Review: 'Rock Rubber 45s'

Inspiring autobiographical doc profiles Bobbito Garcia, a man at the nexus of cool
Robert 'Bobbito' Garcia tells his story, in his words—with a little help from his celebrity friends—in 'Rock Rubber 45s,' which is screening at this year's San Jose Jazz Summer Fest.

There is, or used to be, a profession called "coolhunting." It described people who went out to the field to try to corral the next upcoming trend. For the multi-multi hyphenate Robert "Bobbito" Garcia, the coolness seems to have found him.

Garcia's autobiographical documentary Rock Rubber 45s is a delight—this 50-something man of many talents is a born ambassador. Despite the numerous testimonials here—including one from Hamilton creator Lin-Manuel Miranda, who tells Bobito "You encapsulate NY as a part of who you are"—Rock Rubber 45s never seems like a mere commercial for the director. By following his personal obsessions, which include hip-hop, hoops, customized sneakers, journalism and filmmaking, Garcia both chronicled and spread what was a regional NYC culture to the rest of the world.

Garcia—lean, male-pattern bald and mustached—is an engaging spokesman. He's completely without that iron mask that people who come out of tough neighborhoods tend to wear. No surprise to hear that his college nickname was "Nice" Garcia. He stopped answering to that after he encountered Pete Nice of the band 3rd Bass—after that, Garcia had the handle "Cucumber Slice."

Born in Puerto Rico, Garcia came to New York before he was old enough to learn Spanish. His father was a musician and, after he came to America, a ruinous drinker; his mother was a woman of all trades, from cosmetology to Wall Street trading. Bobbito was bullied—"I got so used to being smacked that I'd hit myself"—and worse.

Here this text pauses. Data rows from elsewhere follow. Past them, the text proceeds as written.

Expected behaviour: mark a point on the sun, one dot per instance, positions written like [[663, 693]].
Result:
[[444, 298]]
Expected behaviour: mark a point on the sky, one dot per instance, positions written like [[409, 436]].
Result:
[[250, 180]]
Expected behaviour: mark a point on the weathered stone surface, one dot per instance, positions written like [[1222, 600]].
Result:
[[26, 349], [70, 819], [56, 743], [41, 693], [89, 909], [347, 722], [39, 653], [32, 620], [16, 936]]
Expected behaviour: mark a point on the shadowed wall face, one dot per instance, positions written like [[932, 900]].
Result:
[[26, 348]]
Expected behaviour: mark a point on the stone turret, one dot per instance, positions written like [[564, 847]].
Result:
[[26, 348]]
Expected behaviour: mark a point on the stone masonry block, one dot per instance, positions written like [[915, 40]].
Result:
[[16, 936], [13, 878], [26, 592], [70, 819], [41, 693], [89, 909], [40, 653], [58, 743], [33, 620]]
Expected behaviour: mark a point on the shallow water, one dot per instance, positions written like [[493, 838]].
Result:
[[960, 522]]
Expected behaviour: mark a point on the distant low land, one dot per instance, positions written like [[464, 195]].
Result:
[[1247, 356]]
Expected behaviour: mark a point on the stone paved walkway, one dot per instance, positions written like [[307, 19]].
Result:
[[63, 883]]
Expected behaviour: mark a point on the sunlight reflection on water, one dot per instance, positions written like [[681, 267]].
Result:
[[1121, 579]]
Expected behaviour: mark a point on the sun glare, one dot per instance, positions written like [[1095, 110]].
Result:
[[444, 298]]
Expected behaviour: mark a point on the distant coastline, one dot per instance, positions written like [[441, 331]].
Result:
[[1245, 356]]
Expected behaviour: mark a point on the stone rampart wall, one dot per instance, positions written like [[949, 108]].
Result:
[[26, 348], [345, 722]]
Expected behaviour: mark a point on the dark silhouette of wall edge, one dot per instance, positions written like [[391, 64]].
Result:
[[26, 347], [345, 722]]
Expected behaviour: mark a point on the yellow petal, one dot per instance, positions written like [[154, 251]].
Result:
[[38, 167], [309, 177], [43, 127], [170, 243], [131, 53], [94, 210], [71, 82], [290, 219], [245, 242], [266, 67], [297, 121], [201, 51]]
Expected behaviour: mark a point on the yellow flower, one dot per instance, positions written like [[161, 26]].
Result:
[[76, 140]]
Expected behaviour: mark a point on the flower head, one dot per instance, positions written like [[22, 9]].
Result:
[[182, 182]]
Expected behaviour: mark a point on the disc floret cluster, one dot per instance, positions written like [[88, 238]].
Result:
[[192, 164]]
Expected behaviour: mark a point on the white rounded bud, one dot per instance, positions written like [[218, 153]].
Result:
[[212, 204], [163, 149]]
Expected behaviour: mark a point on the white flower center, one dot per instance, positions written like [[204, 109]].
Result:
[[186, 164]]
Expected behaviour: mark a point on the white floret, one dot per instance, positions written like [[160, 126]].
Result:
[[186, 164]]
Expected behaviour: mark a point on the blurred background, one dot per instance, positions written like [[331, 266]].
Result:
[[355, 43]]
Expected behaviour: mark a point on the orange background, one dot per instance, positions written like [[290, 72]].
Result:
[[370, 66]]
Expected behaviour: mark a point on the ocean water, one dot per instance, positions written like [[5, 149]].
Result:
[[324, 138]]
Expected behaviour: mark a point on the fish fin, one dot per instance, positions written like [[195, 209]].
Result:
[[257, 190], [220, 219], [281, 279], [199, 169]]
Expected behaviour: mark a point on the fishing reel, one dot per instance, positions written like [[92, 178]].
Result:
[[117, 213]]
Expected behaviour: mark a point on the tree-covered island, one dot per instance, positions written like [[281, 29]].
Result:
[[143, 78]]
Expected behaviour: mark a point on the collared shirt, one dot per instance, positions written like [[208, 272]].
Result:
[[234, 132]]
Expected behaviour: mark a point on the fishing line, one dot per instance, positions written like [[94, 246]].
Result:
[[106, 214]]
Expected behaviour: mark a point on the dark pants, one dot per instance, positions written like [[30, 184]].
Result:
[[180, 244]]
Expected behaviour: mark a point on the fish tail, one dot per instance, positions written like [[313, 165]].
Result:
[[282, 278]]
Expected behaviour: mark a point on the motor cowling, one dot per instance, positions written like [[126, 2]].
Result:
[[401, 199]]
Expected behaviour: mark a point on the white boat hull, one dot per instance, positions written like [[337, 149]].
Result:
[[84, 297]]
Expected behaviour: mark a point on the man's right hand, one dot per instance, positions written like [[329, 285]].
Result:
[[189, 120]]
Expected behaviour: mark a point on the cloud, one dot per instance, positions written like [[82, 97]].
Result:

He was aided by a program that sent him to school in the Philadelphia Main Line, where he was given mentoring and home cooked meals from singer Patti Labelle. Then to Wesleyan, where he more or less majored in junior varsity basketball. He never broke out on the top squad—a clue is that coaches at the time tended to worry about the unruliness of vets of NYC street basketball. Garcia played on the Puerto Rican national team, but came back to New York.

His post-college career led him from counterwork at the bone boutique Maxilla and Mandible (or 'All Things Dead' as Steve Martin called it). This led to DJing with his colleague Stretch Armstrong and to the A&R department at the nascent Def Jam records. Then came a job with Quincy Jones' Vibe magazine, which he left because of disdain for the Top 40 music the once-underground magazine sought to push.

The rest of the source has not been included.